No Canto III, Camões apresenta a localização de Portugal na Europa e no mundo de uma forma
que se assemelha ao poema “O Dos Castelos”, presente na Mensagem (“A Europa jaz, […] // O
rosto com que fita é Portugal.”).

Ainda no Canto III, Camões elogia D. Dinis e o seu empenho em desenvolver o país, enquanto
Pessoa, no poema “D. Dinis”, louva o rei homónimo pelo seu carácter visionário. Mais uma vez
os dois autores cantam o mesmo homem de perspetivas diferentes, Camões referindo-se ao
herói épico e Pessoa ao herói mítico.

Já no Canto IV, Camões irá narrar a Revolução de 1383-1385, que incide fundamentalmente na
figura de Nuno Álvares Pereira, figura essa que dá o nome a um poema da Mensagem.

No Canto V, Camões dedica algumas estrofes ao Infante D. Henrique e à sua influência nos
Descobrimentos (“As novas Ilhas vendo e os novos ares / Que o generoso Henrique descobriu;”),
enquanto Pessoa faz o mesmo com o poema “O Infante”.

Neste Canto, surge também o momento em que os Portugueses dobraram o cabo das
Tormentas, representado pelo encontro entre Vasco da Gama e o Adamastor. Na Mensagem,
uma situação semelhante é descrita no poema “O Mostrengo”. Ambas as obras retratam o
enorme monstro como um ser horrendo, revoltado com o atrevimento dos marinheiros. Em
ambas as obras o monstro questiona o seu interlocutor quanto a quem ousa invadir o seu
domínio (“Quem é que ousou entrar / Nas minhas cavernas que não desvendo, / Meus tetos
negros do fim do mundo?”) e em ambas as obras o monstro acaba por ser derrotado pela
coragem do povo português, que ousa responder-lhe.
No Canto IX, Camões conta como os marinheiros foram guiados até à Ilha dos Amores e o que
aconteceu após desembarcarem, situação semelhante à descrita no poema “Horizonte”, da
Mensagem, no qual os marinheiros, após enfrentarem as provações e tormentas do mar,
encontram um local paradisíaco.

Por fim, no Canto X, Camões recusa continuar o seu poema devido ao desânimo de ser obrigado
a cantar para “gente surda e endurecida”, e reflete sobre a cobiça e ambição que assolavam
aquela geração, e como estas eram indicativas da decadência de Portugal.
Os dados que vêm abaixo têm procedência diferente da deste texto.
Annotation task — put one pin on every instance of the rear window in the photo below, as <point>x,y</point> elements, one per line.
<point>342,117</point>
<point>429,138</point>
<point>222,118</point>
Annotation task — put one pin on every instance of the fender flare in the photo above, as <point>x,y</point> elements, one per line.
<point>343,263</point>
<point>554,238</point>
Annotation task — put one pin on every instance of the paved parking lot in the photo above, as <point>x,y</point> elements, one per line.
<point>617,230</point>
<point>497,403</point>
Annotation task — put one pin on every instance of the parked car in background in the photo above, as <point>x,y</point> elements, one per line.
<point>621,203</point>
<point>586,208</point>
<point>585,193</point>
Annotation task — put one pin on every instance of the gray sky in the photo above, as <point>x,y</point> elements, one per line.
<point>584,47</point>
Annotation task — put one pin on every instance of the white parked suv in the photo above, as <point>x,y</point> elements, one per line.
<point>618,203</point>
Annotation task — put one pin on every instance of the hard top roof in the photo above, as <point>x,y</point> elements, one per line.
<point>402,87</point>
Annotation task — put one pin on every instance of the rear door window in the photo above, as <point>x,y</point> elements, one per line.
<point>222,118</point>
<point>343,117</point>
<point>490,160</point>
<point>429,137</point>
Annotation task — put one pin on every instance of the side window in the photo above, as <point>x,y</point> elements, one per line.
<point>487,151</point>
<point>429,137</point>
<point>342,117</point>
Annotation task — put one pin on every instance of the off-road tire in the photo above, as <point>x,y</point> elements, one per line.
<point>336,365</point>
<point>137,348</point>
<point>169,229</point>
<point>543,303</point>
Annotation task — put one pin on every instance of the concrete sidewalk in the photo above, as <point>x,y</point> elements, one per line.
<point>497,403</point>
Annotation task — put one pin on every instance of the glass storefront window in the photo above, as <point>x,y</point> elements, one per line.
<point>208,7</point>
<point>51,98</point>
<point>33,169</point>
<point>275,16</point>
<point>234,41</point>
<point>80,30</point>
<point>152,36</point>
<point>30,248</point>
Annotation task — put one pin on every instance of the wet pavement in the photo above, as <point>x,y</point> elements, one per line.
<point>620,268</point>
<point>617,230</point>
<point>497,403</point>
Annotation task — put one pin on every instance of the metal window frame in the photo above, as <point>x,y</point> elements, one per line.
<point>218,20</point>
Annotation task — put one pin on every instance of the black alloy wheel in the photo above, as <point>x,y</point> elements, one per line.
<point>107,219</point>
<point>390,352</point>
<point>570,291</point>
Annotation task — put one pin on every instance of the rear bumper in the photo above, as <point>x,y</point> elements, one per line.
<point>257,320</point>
Pessoa termina a
Mensagem numa nota semelhante, com o poema “Nevoeiro”, que apresenta um Portugal triste,
“incerto e derradeiro”.

Refiro ainda Vasco da Gama, presente durante a maioria da obra Os Lusíadas, e a quem Pessoa
dedica um poema, “A Ascenção de Vasco da Gama”. Ambas as obras o elevam ao plano dos
Deuses, Camões através do episódio da Ilha dos Amores, e Pessoa pela situação de elevação aos
céus.

No entanto, Os Lusíadas e a Mensagem não partilham apenas referências a certas personagens-


chave. Estas obras têm também em comum certos temas e ideias base, tais como a visão da
história portuguesa como demanda mística, a exaltação épica dos navegadores lusitanos, a
superação dos limites humanos pelos heróis portugueses, que assim provaram a sua supremacia
em relação aos nautas da Antiguidade, o sofrimento como condição necessária para atingir a
glória (“Quem quer passar além do Bojador / Tem que passar além da dor.”), e a evocação do
passado de forma a ser possível idealizar o futuro.